Four years after major beverage companies such as Coca-Cola, PepsiCo, and Suntory announced goals for bio-based and recycled-content bottles, many have quietly dialed back their commitments. Recycling rates for PET bottles stand at about 24% nationwide, according to MIT research in the Journal of Industrial Ecology, unchanged for a decade. The EPA reported 29.1% for PET in 2018, with overall plastic recycling at 8.7%. CleanHub’s 2024 report notes a drop to 5% today, blamed on China’s waste import ban.
Reloop’s dashboard estimates 1.5 trillion beverage containers, including 785 billion PET bottles, ended up in US landfills from 2015 to 2024—equivalent to 2,309 bottles per person. In 2024 alone, Americans discarded 504 containers each, with 263 being PET. Without improvements, another 878.6 billion could be wasted from 2025 to 2029. The Recycling Partnership’s 2024 report reveals 83% of curbside-recyclable plastic packaging goes unused.
Coca-Cola, ranked the top producer of branded plastic pollution for six years by Break Free From Plastic, adjusted its goals in December 2024, extending recycling targets to 2035 and aiming for 70-75% collection of sold bottles and cans. Its 2024 update showed only 18% recycled PET usage, with no virgin plastic reduction from 2020 to 2023 due to growth. The firm dropped a 25% refillable packaging goal; in 2023, reusable packaging was 14% of volume, and reusable plastic just 1.2%.
PepsiCo, which pledged 20% reusable sales by 2030 but reached only 10%, eliminated those targets in May 2025. It shifted to a 2% annual virgin plastic cut, achieving 5% in 2024. By then, 93% of its key-market packaging was recyclable, reusable, or compostable.
A Science Advances study linked production volumes to pollution, with Coca-Cola at 11%, PepsiCo at 5%, and top five brands at 24% of global branded waste. Researchers concluded that phasing out single-use plastics by major polluters would cut pollution sharply.
Lawsuits underscore skepticism: Los Angeles County sued Coca-Cola and PepsiCo in November 2024 for misleading recyclability claims and disinformation. California’s Attorney General targeted ExxonMobil in September 2024 over false recycling promotion. NRDC critiques chemical recycling, noting pyrolysis—80% of US proposals—acts like incineration, producing hazardous waste.
Progress includes Carbios’s enzymatic recycling plant in Longlaville, France, which broke ground in April 2024 for 50,000 tons yearly capacity, handling tough plastics. Paused in late 2024 for funding, it resumed in October 2025 with government aid and partners like L’Oréal. Production starts in late 2027, boosted by a September 2025 €1,000-per-ton incentive for biorecycled plastics.

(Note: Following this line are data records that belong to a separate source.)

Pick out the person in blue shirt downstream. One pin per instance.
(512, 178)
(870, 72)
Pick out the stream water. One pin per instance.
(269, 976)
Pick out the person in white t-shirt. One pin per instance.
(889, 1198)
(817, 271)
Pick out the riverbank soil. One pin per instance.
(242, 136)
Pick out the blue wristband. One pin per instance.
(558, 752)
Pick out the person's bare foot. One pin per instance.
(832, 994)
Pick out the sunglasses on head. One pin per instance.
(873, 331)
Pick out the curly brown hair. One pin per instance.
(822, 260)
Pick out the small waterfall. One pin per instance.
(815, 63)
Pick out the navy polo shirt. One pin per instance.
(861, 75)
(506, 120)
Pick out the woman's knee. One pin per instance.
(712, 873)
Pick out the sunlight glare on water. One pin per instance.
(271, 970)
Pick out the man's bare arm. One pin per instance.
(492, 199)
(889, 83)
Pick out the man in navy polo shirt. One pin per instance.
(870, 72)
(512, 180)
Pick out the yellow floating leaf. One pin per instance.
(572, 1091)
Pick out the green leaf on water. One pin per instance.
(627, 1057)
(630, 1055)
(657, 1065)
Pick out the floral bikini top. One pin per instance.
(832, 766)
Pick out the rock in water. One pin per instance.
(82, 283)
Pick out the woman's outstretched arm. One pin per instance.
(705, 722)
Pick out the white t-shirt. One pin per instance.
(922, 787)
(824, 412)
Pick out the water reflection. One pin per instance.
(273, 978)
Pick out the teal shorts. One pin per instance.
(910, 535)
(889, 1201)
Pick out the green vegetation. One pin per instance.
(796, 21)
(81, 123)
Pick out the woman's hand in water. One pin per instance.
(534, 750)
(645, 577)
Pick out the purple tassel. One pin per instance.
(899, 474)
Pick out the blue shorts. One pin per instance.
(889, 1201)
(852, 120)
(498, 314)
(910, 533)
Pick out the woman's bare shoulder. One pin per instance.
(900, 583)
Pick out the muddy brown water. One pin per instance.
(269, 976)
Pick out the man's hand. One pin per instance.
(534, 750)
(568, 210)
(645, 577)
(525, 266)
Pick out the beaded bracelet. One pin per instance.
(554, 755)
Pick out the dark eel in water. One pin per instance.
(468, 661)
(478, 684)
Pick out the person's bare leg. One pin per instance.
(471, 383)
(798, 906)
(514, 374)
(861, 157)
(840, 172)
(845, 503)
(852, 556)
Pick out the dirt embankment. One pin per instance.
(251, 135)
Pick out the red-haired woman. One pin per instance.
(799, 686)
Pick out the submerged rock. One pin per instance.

Policies advance too: Ten states’ deposit systems achieve 70% redemption versus 33% nationally, per the Container Recycling Institute. Connecticut jumped from 44% to 65% in 2024 after raising deposits to 10 cents; Oregon leads at 87%. MIT models an 82% national rate with a bottle bill. California expanded to wine and spirits in 2024.
By late 2025, seven states enacted Extended Producer Responsibility laws, covering one in five Americans. Colorado’s aims to double recycling by 2035; California’s SB 54 mandates recyclable packaging by 2032 and 65% plastic recycling, though rulemaking paused in May 2025.
Consumers can help by using deposits, keeping caps on bottles, opting for reusables, supporting policies, and checking local rules via tools like Earth911.